Semler Scientific partnered with insurers, helping them increase revenue with its easy-to-use and highly sensitive test, and boosting its own profits considerably. Between 2018 and late 2021, the company’s market value increased from $41 million to a peak of $1 billion.

A STAT investigation last year revealed that UnitedHealth used QuantaFlo as a standalone diagnostic tool on patients at their homes and in UnitedHealth-owned clinics, dramatically boosting Medicare reimbursements. Nine clinicians told STAT that many of the diagnoses were not medically useful, either because they were false positives or because they caught asymptomatic disease, which is not usually treated. 
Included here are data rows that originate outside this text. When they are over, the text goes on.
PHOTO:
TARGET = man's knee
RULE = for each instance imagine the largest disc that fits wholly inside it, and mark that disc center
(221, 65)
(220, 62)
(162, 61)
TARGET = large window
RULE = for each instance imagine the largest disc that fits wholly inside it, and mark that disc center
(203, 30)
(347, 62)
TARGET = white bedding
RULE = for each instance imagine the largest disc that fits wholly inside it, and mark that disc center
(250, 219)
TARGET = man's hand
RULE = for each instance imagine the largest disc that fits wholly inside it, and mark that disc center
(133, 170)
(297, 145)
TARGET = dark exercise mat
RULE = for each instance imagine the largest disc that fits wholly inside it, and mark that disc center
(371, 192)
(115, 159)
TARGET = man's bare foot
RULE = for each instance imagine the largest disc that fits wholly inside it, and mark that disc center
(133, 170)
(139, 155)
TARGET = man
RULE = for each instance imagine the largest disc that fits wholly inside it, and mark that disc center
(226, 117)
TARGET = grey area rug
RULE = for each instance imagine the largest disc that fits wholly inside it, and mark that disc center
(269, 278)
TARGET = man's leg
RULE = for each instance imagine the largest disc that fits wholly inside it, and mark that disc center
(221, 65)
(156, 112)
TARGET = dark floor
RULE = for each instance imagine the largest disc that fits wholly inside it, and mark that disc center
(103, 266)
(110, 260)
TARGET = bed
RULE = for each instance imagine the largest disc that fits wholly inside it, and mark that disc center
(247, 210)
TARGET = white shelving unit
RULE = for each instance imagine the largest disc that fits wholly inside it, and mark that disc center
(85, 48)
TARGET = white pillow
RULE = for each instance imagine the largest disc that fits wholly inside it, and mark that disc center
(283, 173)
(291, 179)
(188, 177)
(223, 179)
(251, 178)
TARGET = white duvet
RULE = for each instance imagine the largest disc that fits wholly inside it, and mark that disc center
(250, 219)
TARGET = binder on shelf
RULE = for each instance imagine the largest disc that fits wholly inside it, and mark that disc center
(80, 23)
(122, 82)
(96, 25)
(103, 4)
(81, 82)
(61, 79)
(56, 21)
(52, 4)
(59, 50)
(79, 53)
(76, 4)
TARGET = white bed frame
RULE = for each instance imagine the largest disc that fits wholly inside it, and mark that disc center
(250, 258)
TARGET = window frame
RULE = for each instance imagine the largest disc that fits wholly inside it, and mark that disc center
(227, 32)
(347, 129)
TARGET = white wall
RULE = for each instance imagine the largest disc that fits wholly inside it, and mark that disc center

In the years since DOJ’s investigation and Medicare’s crackdown on reimbursements for PAD, Semler has become a “bitcoin-first” company and its mission to catch artery disease early is apparently on the backburner. 

The company is seeking a new FDA clearance to use QuantaFlo in the diagnosis of cardiovascular diseases, but reported in its filing Tuesday that the clearance won’t come until mid-to-late 2026 at the earliest. Semler is also facing a lawsuit from investors in the Northern District of California related to the timing of Semler’s disclosure of the DOJ investigation. 

UnitedHealth tallied more than 1.3 million unspecified artery disease diagnoses between 2018 and 2021, according to an analysis conducted for STAT by the Lown Institute, a nonpartisan health research organization. That means the company took in approximately $4 billion in taxpayer money from both valid and false PAD diagnoses over those four years.